The large corporation that has had the issue with their interrupted service going down that is only a "hiccup"..

What they are failing to realize for the people out on the streets that rely on our services sometimes is that this could be their dinners or their rents that they are needing.

Without proper communication we cannot relay that effectively or fairly to the people that need this the most.

My heart aches when I have to say that to someone who has missed their paycheck and it may take 3 days because their "system" went down.

Sad state of affairs. There is nothing to offer except a shrugged shoulder. No expedited pay, no visa card, nothing to say I'm sorry for the problem or the loss.

Move on and keep using my "system" and trust it because I say so..

But like that relationship where trust is violated one too many times.. Eventually you won't believe it anymore.

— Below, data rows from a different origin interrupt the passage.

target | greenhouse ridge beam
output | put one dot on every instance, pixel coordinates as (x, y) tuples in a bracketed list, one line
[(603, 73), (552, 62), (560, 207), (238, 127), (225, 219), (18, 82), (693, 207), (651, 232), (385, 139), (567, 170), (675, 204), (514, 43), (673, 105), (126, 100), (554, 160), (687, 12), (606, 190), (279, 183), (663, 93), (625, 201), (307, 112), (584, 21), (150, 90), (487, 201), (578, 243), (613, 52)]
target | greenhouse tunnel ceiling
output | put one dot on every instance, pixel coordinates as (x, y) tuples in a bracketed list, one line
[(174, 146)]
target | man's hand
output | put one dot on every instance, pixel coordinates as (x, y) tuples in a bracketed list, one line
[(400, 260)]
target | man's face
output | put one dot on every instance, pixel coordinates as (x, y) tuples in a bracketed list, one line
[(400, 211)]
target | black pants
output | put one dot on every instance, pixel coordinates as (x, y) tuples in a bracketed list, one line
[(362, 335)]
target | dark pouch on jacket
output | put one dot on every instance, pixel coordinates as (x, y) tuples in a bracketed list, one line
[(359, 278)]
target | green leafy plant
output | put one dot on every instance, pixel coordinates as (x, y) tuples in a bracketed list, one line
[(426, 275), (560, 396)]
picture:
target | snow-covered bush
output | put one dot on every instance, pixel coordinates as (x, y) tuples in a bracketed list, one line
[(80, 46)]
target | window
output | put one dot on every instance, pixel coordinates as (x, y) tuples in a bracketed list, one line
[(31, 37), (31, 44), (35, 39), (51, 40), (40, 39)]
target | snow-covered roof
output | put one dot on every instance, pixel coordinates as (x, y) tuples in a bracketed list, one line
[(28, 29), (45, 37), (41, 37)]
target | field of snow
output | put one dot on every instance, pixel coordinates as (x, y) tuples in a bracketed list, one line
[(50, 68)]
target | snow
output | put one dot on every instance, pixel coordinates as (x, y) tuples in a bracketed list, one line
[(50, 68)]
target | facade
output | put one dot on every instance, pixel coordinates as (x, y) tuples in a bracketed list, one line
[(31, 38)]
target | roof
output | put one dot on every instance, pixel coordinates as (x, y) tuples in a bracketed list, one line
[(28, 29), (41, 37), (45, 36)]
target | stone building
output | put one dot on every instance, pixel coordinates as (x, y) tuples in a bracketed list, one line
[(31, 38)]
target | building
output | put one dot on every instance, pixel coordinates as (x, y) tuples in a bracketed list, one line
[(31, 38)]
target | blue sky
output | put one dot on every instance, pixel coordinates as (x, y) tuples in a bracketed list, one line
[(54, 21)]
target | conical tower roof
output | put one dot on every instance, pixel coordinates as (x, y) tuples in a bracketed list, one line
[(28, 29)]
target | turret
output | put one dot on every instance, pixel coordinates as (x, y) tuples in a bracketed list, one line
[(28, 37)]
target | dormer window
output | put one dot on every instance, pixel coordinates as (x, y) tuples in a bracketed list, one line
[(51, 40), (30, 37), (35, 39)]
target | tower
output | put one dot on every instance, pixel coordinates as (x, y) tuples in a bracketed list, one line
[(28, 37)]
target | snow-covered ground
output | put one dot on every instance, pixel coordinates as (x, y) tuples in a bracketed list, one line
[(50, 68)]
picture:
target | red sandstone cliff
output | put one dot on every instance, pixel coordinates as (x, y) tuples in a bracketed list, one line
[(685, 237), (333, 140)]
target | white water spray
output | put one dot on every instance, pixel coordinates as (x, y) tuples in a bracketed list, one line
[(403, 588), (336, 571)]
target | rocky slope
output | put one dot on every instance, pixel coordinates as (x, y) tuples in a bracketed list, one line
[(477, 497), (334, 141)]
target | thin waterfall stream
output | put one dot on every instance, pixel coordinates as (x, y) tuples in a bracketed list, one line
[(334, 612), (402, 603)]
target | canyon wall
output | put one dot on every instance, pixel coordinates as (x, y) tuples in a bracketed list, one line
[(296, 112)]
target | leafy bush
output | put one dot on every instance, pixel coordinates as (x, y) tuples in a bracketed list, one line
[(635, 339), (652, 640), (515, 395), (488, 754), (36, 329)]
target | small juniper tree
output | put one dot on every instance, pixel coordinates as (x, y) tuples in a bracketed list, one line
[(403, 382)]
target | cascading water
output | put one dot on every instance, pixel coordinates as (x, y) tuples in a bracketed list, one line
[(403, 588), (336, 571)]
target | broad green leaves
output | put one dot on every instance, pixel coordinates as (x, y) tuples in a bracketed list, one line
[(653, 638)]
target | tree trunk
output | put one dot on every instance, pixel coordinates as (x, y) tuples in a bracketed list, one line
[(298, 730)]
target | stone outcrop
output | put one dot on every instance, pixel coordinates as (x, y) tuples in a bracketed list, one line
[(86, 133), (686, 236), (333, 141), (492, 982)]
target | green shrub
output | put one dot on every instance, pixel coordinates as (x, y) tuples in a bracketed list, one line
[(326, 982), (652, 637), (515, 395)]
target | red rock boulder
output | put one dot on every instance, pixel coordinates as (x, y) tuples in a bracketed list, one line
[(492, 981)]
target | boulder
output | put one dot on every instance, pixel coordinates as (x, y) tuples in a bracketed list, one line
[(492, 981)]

Thank you for your article again. I am pained to comment on it.

Jan Haugo
Posted by jhaugo | Thursday, November 28 2013 at 6:51PM ET

Thanks for your response. How about make a "Disaster Communication Plan" and share with your Accountants about where to go for updated information. Kinda like a "Snow Day" channel.

Vrod and unknown:
I would never go back to a desktop. Security and technology are not the same as in the cloud. This article was not about discouraging you from using the cloud it was about have reliable Industry Vendors embrace their partnerships with their CPA's.

We all need to embrace Transperency in a this new Social Mobile world.
Posted by jodypadar | Wednesday, November 27 2013 at 1:29PM ET
This is the exact reason I'll never use the cloud. If my computer at the office goes down, I can fix it quickly and know when it will be back up and ready. Every cloud based system I've looked at can't guarantee that I will have uninterrupted access and they will not compensate me for downtime or lost business.
Posted by | Wednesday, November 27 2013 at 12:26PM ET
Jody -

Fair comments. This was an intermittent outage that didn't impact the entire base, so an email blast is not the most effective channel to communicate through. There were multiple posts on all social channels and the IVR was updated as well. That said, as I looked at the communications, I also agree they could have been more frequent.

Dan Wernikoff
Posted by wernikoff | Tuesday, November 26 2013 at 1:27PM ET
That's one of the reasons I am resisting "the cloud". Right or wrong, you are depending on a third party to not only provide uninterrupted service, you are also depending on that third party to protect your client's sensitive information from identity theft and keep confidential YOUR one-and-only business asset; your client base.